Status: Done :)

An Abandoned Imprint

If I Die Young

`I woke up to the sound of my babies crying, and like I have been for the past three weeks. I got out of bed slowly, because I still feel some pain when I walk, and went to the cribs a few feet away from my bed.

The Cullen’s offered to let them have their own room, but I refused, I felt better knowing they were only a few feet away in case of an emergency. I silently grabbed both of my babies, and took them to my bed.

“Shh…its okay, mommy’s here,” I cooed to them as they stared at me with their baby, confused, eyes.

I grabbed them both and fed them from my breast, since they needed their nutrients. I fed them until they squirmed away, now full. I slowly burped them one by one and laid them down next to me. Putting pillows around them, so they wouldn’t fall out of bed – just a precaution since they hardly move around a lot when they sleep.

I slowly fell asleep watching my little angels sleeping. I slowly put one of my arms around them both as I fell asleep, just to make sure they don’t fall out of bed. Geez…I fell like an overprotective mom!

I woke up the next morning with the babies still asleep next to me. The Cullen’s probably respected that I wanted to sleep with them alone. I made sure they were still safe and surrounded by pillows, before I left to go to the bathroom. When I finished I changed and came out back to my room.
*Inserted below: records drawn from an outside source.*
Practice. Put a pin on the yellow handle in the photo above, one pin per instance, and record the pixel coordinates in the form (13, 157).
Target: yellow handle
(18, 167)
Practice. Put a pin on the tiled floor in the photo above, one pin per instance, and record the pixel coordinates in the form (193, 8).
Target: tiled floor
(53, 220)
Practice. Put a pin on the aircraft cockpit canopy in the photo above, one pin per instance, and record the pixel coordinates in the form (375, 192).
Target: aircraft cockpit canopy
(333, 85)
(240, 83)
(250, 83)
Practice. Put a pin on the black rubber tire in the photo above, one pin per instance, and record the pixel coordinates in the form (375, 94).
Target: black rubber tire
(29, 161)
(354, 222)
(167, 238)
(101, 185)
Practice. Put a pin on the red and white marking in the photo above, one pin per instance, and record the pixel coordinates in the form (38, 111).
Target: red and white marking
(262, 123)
I found my little angels awake and playing with their hands as they stared around them. I turned on the TV, and sat down on my bed, pillows propped up against my back and the headboard. I laid them on their tummies in between my legs as I played with their little feet causing them to giggle.

My favorite song came on, “If I Die Young” by The Band Perry, I sang along to the song, singing to my little babies. I heard the door open and didn’t look up; my babies were staring at me in wonder as I sang to them:

“If I die young, bury me in satin
Lay me down on a, bed of roses
Sink me in the river, at dawn
Send me away with the words of a love song

Uh oh, uh oh

Lord make me a rainbow, I'll shine down on my mother
She'll know I'm safe with you when she stands under my colors, oh and
Life ain't always what you think it ought to be, no
Ain't even grey, but she buries her baby

The sharp knife of a short life, well
I've had, just enough time

If I die young, bury me in satin
Lay me down on a, bed of roses
Sink me in the river, at dawn
Send me away with the words of a love song

The sharp knife of a short life, well
I've had, just enough time

And I'll be wearing white, when I come into your kingdom
I'm as green as the ring on my little, cold finger, I've
Never known the lovin' of a man
But it sure felt nice when he was holding my hand, there's a
Boy here in town who says he'll love me forever,
Who would have thought forever could be severed by
The sharp knife of a short life, well,
I've had, just enough time

So put on your best boys and I'll wear my pearls
What I never did is done

A penny for my thoughts, oh no, I'll sell them for a dollar
They're worth so much more after I'm a goner
And maybe then you'll hear the words I been singin'
Funny when you're dead how people start listenin'

If I die young, bury me in satin
Lay me down on a, bed of roses
Sink me in the river, at dawn
Send me away with the words of a love song

Uh oh (uh, oh)
The ballad of a dove (uh, oh)
Go with peace and love
Gather up your tears, keep 'em in your pocket
Save them for a time when you're really gonna need them, oh

The sharp knife of a short life, well
I've had, just enough time

So put on your best boys and I'll wear my pearls”
♠ ♠ ♠
Hope you guys like it, i cried a little writing this chapter, i'm very emotional when it comes to babies. i kind of imagined how i would react to seeing my newborn babies for the first time and tried to incorporate that into this chapter. hope you guys like it!!